Konuşmasına 24 Kasım Öğretmenler Günü’nü kutlayarak başlayan Ünver, AKP iktidarları boyunca öğretmenlerin sorunlarının sürekli arttığını ve bu sorunlara çözüm üretilemediğini kaydetti. Eğitim-İş tarafından yapılan bir araştırmanın sonuçlarını paylaşan Ünver; “4.516 öğretmenin katılımıyla gerçekleştirilen araştırma sonucuna göre; öğretmenlerin %51’i görevde yükselmenin liyakat esaslı olmadığını, %66'sı borçları nedeniyle mesleki motivasyonunun düştüğünü; %76'sı ek iş yapmak zorunda kaldıklarını, %83'ü maaşının düşük olması nedeniyle toplumdaki saygınlığının azaldığını, %84'ü maaşlarının yetersiz olması sebebiyle çocuklarının ihtiyacını karşılayamadığını, %92'si maaşına en az bir kere icra geldiğini, %94,6'sı aldıkları maaşın yeterli olmadığını, %91'i aldığı maaşla geçinemediğini söylüyor. 21 yıllık AKP iktidarından sonra bu verilere göre, 10 öğretmenden 9'unun geçinemediği bir tabloyla karşı karşıyayız.” dedi.
HAYAL SATMAK İŞİNİZE GELİYOR
Cumhurbaşkanı yardımcısı Cevdet Yılmaz’a atanamayan öğretmenleri de hatırlatan Ünver; “Eğitim fakültesi mezunu yüz binler iktidardan müjde bekliyor, mesela 100 bin öğretmen ataması müjdesi bekliyor.” diye konuştu.
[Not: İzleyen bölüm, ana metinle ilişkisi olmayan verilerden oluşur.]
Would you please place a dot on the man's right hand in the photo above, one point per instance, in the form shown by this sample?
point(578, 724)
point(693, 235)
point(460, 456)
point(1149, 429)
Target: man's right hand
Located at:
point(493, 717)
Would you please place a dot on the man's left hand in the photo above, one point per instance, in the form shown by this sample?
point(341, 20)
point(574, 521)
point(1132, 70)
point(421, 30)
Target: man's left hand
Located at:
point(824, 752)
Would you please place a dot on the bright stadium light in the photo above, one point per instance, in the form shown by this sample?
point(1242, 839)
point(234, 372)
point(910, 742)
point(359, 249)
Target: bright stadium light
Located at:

Ünver sözlerini şu şekilde şu şekilde sürdürdü: “21 yılın sonunda, çocuklarımızı, dolayısıyla geleceğimizi emanet ettiğimiz en önemli meslek grubu olan öğretmenlerin sorunlarını çözmek bir yana çoğaltan AKP iktidarının topluma hedef diye gösterdiği istikamete ulaşabilmesi boş hayal ticaretinden başka bir şey değildir. Zira 2011'de ilan ettiği 2023 hedeflerinin hiçbirinin tutmadığını hep beraber yaşayarak gördük. Bu anlamda 2053 ve 2071 hedefi diye sunulan şeylerin gerçekleşme ihtimalinin olmadığı aşikâr. Bunu siz de biliyorsunuz ama bugüne dair bir şey söyleyemediğiniz için hayal satmak siyaseten işinize geliyor.”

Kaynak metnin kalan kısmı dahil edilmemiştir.